Un silence pesant s’installe.


Elle fixe son téléphone sans bouger.


"C’était qui ?"


Elle met une seconde de trop à répondre.


"Quelqu’un qui sait ce qu’on fait."


Mon estomac se noue. Je jette un regard autour de nous, comme si je m’attendais à voir une silhouette cachée dans un recoin de l’appartement.


"Ils ont dit quoi ?"


Nos yeux se croisent. Il y a quelque chose dans son regard qui me met encore plus mal à l’aise que l’appel en lui-même.


"Qu’on est en train de dépasser les limites."


Sa gorge se serre et je crois que la mienne aussi.


"Et que ce serait peut-être temps de s’arrêter.

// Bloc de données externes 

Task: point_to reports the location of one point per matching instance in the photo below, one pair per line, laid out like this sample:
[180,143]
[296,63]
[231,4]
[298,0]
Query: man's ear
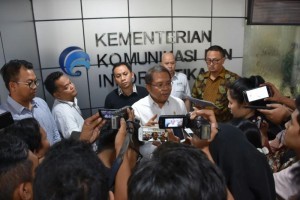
[25,191]
[111,195]
[148,87]
[12,86]
[56,95]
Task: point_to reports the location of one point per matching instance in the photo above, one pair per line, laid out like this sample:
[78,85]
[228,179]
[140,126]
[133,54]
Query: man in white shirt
[65,110]
[180,86]
[159,101]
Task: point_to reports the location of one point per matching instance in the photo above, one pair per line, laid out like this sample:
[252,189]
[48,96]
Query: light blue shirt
[40,111]
[67,116]
[146,108]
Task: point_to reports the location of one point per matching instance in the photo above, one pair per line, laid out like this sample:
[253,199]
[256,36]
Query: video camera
[113,116]
[111,127]
[199,125]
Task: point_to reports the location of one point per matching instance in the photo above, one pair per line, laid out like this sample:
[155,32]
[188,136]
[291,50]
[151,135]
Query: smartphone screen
[106,113]
[151,134]
[169,121]
[257,94]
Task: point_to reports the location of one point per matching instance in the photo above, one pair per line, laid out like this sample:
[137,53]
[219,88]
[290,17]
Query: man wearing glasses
[180,87]
[65,110]
[159,101]
[21,82]
[212,85]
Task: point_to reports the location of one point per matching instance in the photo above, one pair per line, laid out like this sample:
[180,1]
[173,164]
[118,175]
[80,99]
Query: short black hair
[50,81]
[177,171]
[11,70]
[71,170]
[216,48]
[250,130]
[121,63]
[15,167]
[152,70]
[28,130]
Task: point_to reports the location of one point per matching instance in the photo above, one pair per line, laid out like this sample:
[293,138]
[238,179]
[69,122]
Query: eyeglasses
[31,83]
[162,85]
[214,61]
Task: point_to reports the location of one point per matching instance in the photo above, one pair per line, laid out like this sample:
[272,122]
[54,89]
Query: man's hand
[278,114]
[152,121]
[91,128]
[279,98]
[172,137]
[206,114]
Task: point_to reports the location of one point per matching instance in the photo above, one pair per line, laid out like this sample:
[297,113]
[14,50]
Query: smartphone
[6,119]
[257,94]
[172,121]
[151,134]
[106,113]
[188,132]
[258,107]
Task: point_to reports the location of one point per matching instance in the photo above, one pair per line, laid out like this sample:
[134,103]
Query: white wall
[60,24]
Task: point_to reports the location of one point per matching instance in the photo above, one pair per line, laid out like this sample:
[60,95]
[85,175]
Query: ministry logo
[73,57]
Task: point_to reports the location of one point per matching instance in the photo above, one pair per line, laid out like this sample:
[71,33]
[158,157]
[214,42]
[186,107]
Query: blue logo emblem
[73,57]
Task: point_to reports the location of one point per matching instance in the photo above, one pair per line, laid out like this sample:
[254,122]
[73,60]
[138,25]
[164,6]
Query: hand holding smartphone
[257,94]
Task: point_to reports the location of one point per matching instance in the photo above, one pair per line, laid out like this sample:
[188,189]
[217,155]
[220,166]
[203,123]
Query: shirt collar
[120,91]
[70,103]
[152,102]
[18,107]
[222,73]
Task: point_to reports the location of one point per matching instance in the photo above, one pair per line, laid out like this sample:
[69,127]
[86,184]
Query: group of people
[40,158]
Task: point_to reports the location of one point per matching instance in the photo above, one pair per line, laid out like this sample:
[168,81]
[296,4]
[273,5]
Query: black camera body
[113,116]
[200,126]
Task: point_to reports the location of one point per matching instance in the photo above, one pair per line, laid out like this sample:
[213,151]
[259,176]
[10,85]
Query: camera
[113,116]
[257,94]
[199,125]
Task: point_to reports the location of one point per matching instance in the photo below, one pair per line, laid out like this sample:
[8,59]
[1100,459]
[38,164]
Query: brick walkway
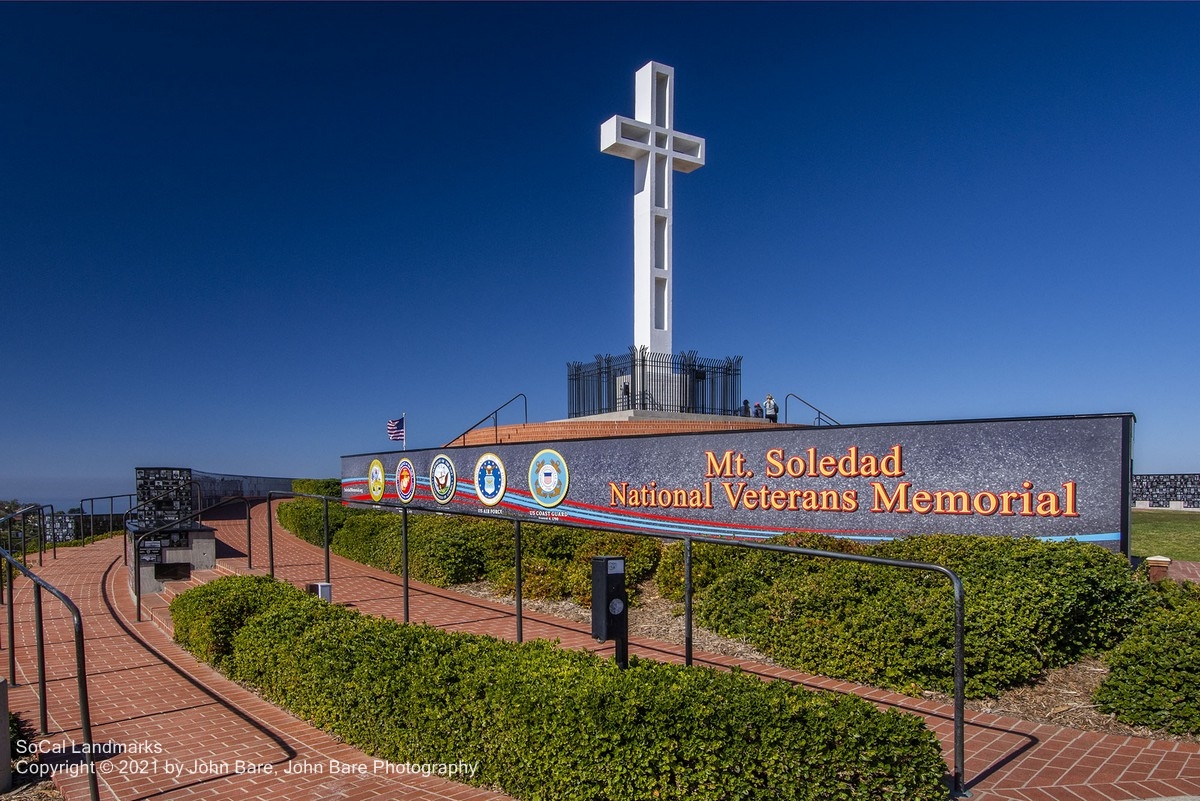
[147,688]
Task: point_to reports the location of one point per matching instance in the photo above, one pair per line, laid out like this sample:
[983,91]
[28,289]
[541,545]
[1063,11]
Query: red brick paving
[145,687]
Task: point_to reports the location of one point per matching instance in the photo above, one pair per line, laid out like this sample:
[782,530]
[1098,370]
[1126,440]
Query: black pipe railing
[958,778]
[493,415]
[41,585]
[141,536]
[822,419]
[91,512]
[270,527]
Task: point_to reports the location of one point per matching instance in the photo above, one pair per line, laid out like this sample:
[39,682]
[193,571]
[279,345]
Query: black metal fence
[647,381]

Il a dit que c’était le dernier avertissement qu’on aurait."


Donc bien une menace.


Une putain de menace voilée.


Je me lève d’un bond et commence à faire les cent pas.


Quelqu’un nous écoute.


Quelqu’un nous observe.


Et maintenant, ils nous préviennent.


"Putain, Noa."


Elle passe une main dans ses cheveux, plus nerveuse qu’elle ne veut l’admettre.


"C’est bon. Ça veut juste dire qu’on est sur la bonne piste."


Je m’arrête net.


"Tu réalises ce que tu viens de dire ?"


Elle me fixe, silencieuse, les lèvres pincées.

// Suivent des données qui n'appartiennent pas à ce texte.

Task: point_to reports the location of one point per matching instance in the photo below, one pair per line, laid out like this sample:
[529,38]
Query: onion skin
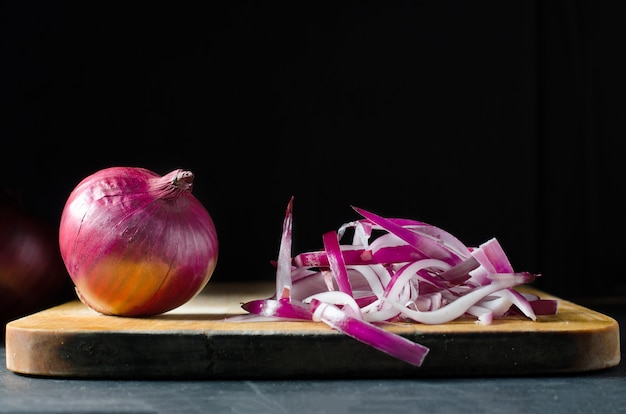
[136,243]
[32,274]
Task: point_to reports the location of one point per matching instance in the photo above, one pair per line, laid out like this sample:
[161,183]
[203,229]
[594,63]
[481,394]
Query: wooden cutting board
[198,341]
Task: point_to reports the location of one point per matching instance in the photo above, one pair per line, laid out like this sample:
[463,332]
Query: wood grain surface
[200,340]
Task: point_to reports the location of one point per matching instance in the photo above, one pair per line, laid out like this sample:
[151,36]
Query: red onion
[414,272]
[136,243]
[32,275]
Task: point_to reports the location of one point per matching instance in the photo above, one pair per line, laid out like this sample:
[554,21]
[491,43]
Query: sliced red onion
[283,269]
[413,271]
[365,332]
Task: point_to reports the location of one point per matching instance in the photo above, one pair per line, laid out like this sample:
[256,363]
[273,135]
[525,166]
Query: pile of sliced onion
[394,270]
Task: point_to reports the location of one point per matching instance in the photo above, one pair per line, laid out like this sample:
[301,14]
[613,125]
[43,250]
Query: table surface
[594,392]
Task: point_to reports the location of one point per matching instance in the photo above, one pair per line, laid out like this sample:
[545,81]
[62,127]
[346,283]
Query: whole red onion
[136,243]
[32,275]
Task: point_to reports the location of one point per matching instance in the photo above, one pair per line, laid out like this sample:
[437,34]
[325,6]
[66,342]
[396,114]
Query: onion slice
[413,272]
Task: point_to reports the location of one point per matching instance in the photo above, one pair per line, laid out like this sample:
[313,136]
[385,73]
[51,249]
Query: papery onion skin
[135,243]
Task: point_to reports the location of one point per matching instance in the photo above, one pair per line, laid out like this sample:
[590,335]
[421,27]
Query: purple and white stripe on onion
[395,270]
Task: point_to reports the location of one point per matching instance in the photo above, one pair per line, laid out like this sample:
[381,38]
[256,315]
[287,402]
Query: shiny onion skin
[32,275]
[136,243]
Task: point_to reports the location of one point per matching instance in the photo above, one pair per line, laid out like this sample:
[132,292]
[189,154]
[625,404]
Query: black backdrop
[485,118]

"Ils ne vont pas nous tuer, Eli.


— Pas encore."


Un frisson me traverse.


Je balaye du regard les papiers autour de nous. Les preuves.


On est dedans.


Beaucoup trop dedans.


Noa croise les bras, hésite. Puis lâche enfin, plus bas :


"Alors on fait quoi ?"


Je jette un coup d’œil à son téléphone, aux stores mal fermés, à la smart TV qu’elle s’est tellement vantée d’avoir achetée.


Puis j'entends l'eau de la douche, surement son coloc.


On entend tout.


Mon cerveau tourne à mille à l’heure.


Il nous faut un endroit où on ne serait pas écoutées.

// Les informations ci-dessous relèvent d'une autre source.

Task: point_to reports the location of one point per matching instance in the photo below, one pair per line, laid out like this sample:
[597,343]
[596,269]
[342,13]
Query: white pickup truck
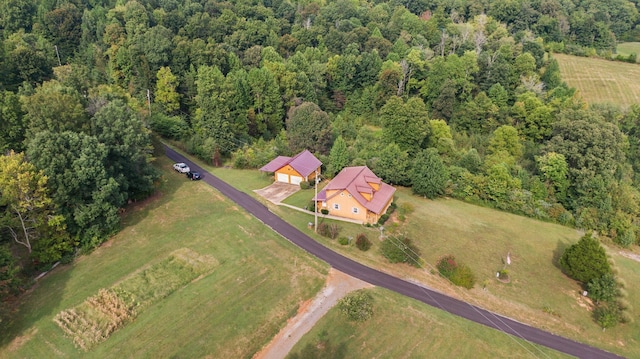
[181,167]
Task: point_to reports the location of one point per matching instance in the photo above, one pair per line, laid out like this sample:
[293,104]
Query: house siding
[346,204]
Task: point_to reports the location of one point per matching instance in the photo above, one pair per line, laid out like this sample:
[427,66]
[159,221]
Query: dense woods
[459,98]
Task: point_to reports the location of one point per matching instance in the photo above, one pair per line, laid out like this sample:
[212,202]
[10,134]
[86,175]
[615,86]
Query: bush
[400,250]
[357,306]
[463,277]
[606,316]
[585,260]
[362,242]
[383,219]
[447,265]
[603,289]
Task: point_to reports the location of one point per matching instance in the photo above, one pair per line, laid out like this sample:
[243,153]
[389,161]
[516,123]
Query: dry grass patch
[95,319]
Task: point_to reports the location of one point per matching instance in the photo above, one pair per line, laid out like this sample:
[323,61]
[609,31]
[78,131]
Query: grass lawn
[628,48]
[601,81]
[250,283]
[403,328]
[538,294]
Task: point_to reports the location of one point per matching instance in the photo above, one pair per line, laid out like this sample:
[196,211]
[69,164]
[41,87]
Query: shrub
[323,229]
[383,219]
[334,230]
[603,288]
[362,242]
[400,250]
[585,260]
[463,276]
[447,265]
[606,316]
[357,306]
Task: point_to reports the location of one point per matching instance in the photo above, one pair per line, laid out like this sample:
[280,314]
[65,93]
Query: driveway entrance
[278,191]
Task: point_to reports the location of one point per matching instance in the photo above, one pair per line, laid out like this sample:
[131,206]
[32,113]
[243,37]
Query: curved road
[375,277]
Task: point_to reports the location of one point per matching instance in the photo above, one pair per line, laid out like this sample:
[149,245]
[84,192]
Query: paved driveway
[278,191]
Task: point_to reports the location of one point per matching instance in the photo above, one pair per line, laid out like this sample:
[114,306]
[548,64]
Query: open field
[403,328]
[628,48]
[538,294]
[601,81]
[242,283]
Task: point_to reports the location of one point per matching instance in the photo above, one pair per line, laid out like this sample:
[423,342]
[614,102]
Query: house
[293,170]
[356,193]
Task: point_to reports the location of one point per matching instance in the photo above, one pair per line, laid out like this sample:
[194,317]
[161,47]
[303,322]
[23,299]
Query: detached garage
[293,170]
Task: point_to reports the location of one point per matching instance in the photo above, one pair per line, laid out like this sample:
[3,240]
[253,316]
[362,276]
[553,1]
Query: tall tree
[429,175]
[29,212]
[308,127]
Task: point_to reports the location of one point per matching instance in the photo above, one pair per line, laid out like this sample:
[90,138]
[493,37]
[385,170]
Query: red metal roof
[304,163]
[356,180]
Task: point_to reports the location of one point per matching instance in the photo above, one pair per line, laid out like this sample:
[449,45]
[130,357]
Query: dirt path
[337,286]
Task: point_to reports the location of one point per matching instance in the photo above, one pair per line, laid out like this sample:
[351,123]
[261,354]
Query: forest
[451,98]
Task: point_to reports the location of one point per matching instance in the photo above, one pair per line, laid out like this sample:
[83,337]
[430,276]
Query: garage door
[296,180]
[282,177]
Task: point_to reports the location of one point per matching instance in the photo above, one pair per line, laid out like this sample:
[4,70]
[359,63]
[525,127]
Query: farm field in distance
[538,294]
[601,81]
[628,48]
[248,282]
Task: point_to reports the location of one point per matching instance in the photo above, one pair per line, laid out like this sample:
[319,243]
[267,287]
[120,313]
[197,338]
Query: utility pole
[315,204]
[57,54]
[149,101]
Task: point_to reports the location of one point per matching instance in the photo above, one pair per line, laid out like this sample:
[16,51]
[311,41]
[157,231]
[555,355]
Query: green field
[601,81]
[628,48]
[234,286]
[403,328]
[538,294]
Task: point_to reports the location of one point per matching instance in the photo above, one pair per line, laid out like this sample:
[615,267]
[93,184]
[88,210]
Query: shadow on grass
[557,253]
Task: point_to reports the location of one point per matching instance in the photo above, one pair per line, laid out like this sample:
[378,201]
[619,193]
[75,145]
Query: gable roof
[304,163]
[356,180]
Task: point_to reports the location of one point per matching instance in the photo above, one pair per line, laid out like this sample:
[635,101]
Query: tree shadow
[557,253]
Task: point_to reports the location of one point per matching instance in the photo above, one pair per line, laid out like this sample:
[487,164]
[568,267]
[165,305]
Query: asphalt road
[412,290]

Un endroit où on ne serait pas observées.


Sans un mot, je prends une feuille vierge, retourne un des dossiers et attrape un feutre.


Je griffonne quelques mots avant de la lui tendre.


"TU VAS AU TRAVAIL COMME SI DE RIEN N’ÉTAIT.

JE VAIS FAIRE QUELQUES TRAVAUX DANS TON APPART.

FAIS-MOI CONFIANCE.

ON EN REPARLE CE SOIR."


Noa lit le message, le front plissé.


Puis elle relève les yeux vers moi, hésitante.


Mais elle hoche la tête.


"Ouais. D’accord. On arrête. C’est trop dangereux. Je vais au travail, je vais orienter mon article sur un autre sujet."


Elle le dit assez fort. Pas trop pour que ce soit suspect. Juste ce qu’il faut.


Je commence à ranger les papiers pendant qu’elle disparaît dans sa chambre pour se préparer.


Theo passe devant moi en baillant, nous salue et quitte l’appart juste après Noa.


Je me rendors pour encore une heure de sommeil bien meritée.

Puis je mets mon plan en place.


Je prends mon téléphone et réinsère la carte SIM.


De toute façon, ils savent déjà où je suis.

Ils savent déjà qui je suis.

Et ce qu’on a fait cette nuit.


Je cherche sur mon appareil le numéro d'un magasin de bricolage et l'appel directement.


"Oui, bonjour. J’aimerais faire isoler ma salle de bain."


Une pause.


"Elle n’est pas du tout insonorisée. On entend l’eau depuis le salon… et ma coloc a tendance à chanter sous la douche. C’est atroce."


Je leur donne la référence de l’isolation acoustique la plus forte que j’ai trouvée sur leur site.


"Je m’y connais pas trop, mais celle-là devrait faire l’affaire, mentis-je"


Tout est bon pour brouiller les pistes.